To concatenate the representatives during the speech decoding, one method used is, for example, a method of parametrical speech analysis/synthesis. This parametrical method enables especially modifications of prosody such as temporal evolution, the fundamental frequency or pitch as compared with a simple concatenation of waveforms.
The parametrical speech model used by the method of analysis/synthesis may be a voiced/non-voiced binary excitation of the LPC 10 type as described in the document by T. Tremain, “The Government Standard Linear Predictive Coding Algorithm: LPC-10”, published in the journal Speech Technology, Vol. 1, No. 2, pp. 40–49.
This technique encodes the spectral envelope of the signal in 185 bits/s approximately for a monospeaker system, for an average of about 21 segments per second.
Hereinafter in the description, the following terms have the following meanings:
    • the term “representative” corresponds to one of the segments of the learning base which has been judged to be representative of one of the classes of acoustic units,
    • the expression “recognized segment” corresponds to a speech segment that has been identified as belonging to one of the acoustic classes, by the encoder,
    • the expression “best representative” designates the representative determined at the encoding that best represents the recognized segment.
SUMMARY OF THE INVENTION
The object of the present invention relates to a method for the encoding and decoding of prosody for a speech encoder working at very low bit rates, using especially the best representatives.
It also relates to data compression.
The invention relates to a speech encoding/decoding method using an encoder working at very low bit rates, comprising a learning step enabling the identification of the “representatives” of the speech signal and an encoding step to segment the speech signal and determine the “best representative” associated with each recognized segment. The method comprises at least one step for the encoding/decoding of at least one of the parameters of the prosody of the recognized segments, such as the energy and/or pitch and/or voicing and/or length of the segments, by using a piece of information on prosody pertaining to the “best representatives”.
The information on prosody of the representatives that is used is for example the energy contour or the voicing or the length of the segments or the pitch.
The step of encoding the length of the recognized segments consists for example in encoding the difference in length between the length of a recognized segment and the length of the “best representative” multiplied by a given factor.
According to one embodiment, the invention comprises a step for the encoding of the temporal alignment of the best representatives by using the DTW path and searching for the nearest neighbor in a table of shapes.
The energy encoding step may comprise a step for the determining, for each start of a recognized segment, of the difference ΔE(j) between an energy value Erd(j) of the “best representative” and the energy value Esd(j) of the start of the “recognized segment”. The decoding step may comprise, for each recognized segment, a first step consisting in translating the energy contour of the best representative by a quantity ΔE(j) to make the first energy value Erd(j) of the “best representative” coincide with the first energy value Esd(j+1) of the recognized segment having an index j+1.

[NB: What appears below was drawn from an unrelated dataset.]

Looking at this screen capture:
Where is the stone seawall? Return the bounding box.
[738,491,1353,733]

The voicing encoding step comprises for example a step for determining the existing differences ΔTk for each end of a voicing zone with an index k between the voicing curve of the recognized segments and that of the best representatives. The decoding step comprises for example, for each end of a voicing zone with an index k, a step of correction of the temporal position of this end by a corresponding value ΔTk and/or a step for the elimination or the insertion of a transition.

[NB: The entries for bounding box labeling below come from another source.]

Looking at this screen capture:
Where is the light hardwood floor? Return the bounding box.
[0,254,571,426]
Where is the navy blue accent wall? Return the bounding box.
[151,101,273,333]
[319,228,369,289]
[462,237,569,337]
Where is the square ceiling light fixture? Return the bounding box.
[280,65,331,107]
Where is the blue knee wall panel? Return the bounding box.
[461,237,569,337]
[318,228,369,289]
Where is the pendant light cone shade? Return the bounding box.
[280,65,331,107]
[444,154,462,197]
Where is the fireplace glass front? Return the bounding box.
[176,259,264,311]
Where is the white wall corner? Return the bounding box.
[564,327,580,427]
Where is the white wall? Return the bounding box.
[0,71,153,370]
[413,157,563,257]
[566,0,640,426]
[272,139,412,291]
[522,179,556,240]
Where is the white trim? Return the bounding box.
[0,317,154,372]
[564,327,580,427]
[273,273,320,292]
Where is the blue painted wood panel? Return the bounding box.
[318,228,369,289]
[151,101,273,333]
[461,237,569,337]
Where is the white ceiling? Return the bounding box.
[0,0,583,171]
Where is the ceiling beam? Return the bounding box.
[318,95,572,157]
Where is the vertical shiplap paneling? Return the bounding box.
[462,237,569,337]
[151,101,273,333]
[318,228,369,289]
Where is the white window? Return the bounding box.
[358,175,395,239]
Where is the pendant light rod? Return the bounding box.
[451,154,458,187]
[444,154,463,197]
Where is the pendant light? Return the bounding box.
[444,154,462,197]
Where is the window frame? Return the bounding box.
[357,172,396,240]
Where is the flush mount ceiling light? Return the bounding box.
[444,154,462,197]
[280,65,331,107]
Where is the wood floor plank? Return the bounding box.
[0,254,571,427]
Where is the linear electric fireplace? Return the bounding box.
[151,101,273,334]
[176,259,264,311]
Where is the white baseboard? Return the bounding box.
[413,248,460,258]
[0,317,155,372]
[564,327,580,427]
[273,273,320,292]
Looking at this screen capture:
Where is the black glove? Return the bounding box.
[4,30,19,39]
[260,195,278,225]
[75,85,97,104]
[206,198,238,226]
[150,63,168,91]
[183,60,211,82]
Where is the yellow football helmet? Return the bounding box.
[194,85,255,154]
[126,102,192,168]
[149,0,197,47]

The method also relates to a speech encoding/decoding system comprising at least one memory to store a dictionary comprising a set of representatives of the speech signal, a microprocessor adapted to determining the recognized segments, reconstructing the speech from the “best representatives” and implementing the steps of the method according to one of the above-mentioned characteristics.
The dictionary of the representatives is for example common to the encoder and to the decoder of the encoding/decoding system.
The method and the system according to the invention may be used for the encoding/decoding of the speech for bit rates lower than 800 bits/s and preferably lower than 400 bits/s.
The encoding/decoding method and the system according to the invention especially offer the advantage of encoding prosody at very low bit rates and thus providing a complete encoder in this field of application.
BRIEF DESCRIPTION OF THE DRAWINGS
Other features and advantages shall appear from the following detailed description of an embodiment given by way of a non-restrictive example and illustrated by the appended figures, of which:
FIG. 1 is a diagram that shows the steps of learning, encoding and decoding of speech according to the prior art,
FIGS. 2 and 3 describe examples of encoding of the length of recognized segments,
FIG. 4 gives a schematic view of a model of temporal alignment of the “best representatives”,
FIGS. 5 and 6 show curves of energy values of the signal to be encoded and of the aligned representatives as well as contours of the initial and decoded energy values obtained in implementing the method according to the invention,
FIG. 7 gives a schematic view of the encoding of the voicing of the speech signal, and
FIG. 8 shows an exemplary encoding of the pitch.
DETAILED DESCRIPTION OF THE PREFERRED EMBODIMENTS
The principle of encoding according to the invention relies on the use of the “best representatives”, especially their information on prosody, for encoding and/or decoding at least one of the parameters of prosody of a speech signal, for example the pitch, the energy of the signal, the voicing, the length of the recognized segments.
To compress the prosody at very low bit rates, the principle implemented uses the segmentation of the encoder as well as the prosodic information pertaining to the “best representatives”.
The following description, which is given by way of an illustration that in no way restricts the scope of the invention, describes a method for the encoding of prosody in a speech encoding/decoding device working at low bit rates that comprises a dictionary obtained automatically, for example during the learning process as described in FIG. 1.
The dictionary comprises the following information:
    • several classes of acoustic units AU, each class being determined from a statistical model,
    • for each class of acoustic units, a set of representatives.
This dictionary is known to the encoder and the decoder. It corresponds for example to one or more languages and to or more speakers.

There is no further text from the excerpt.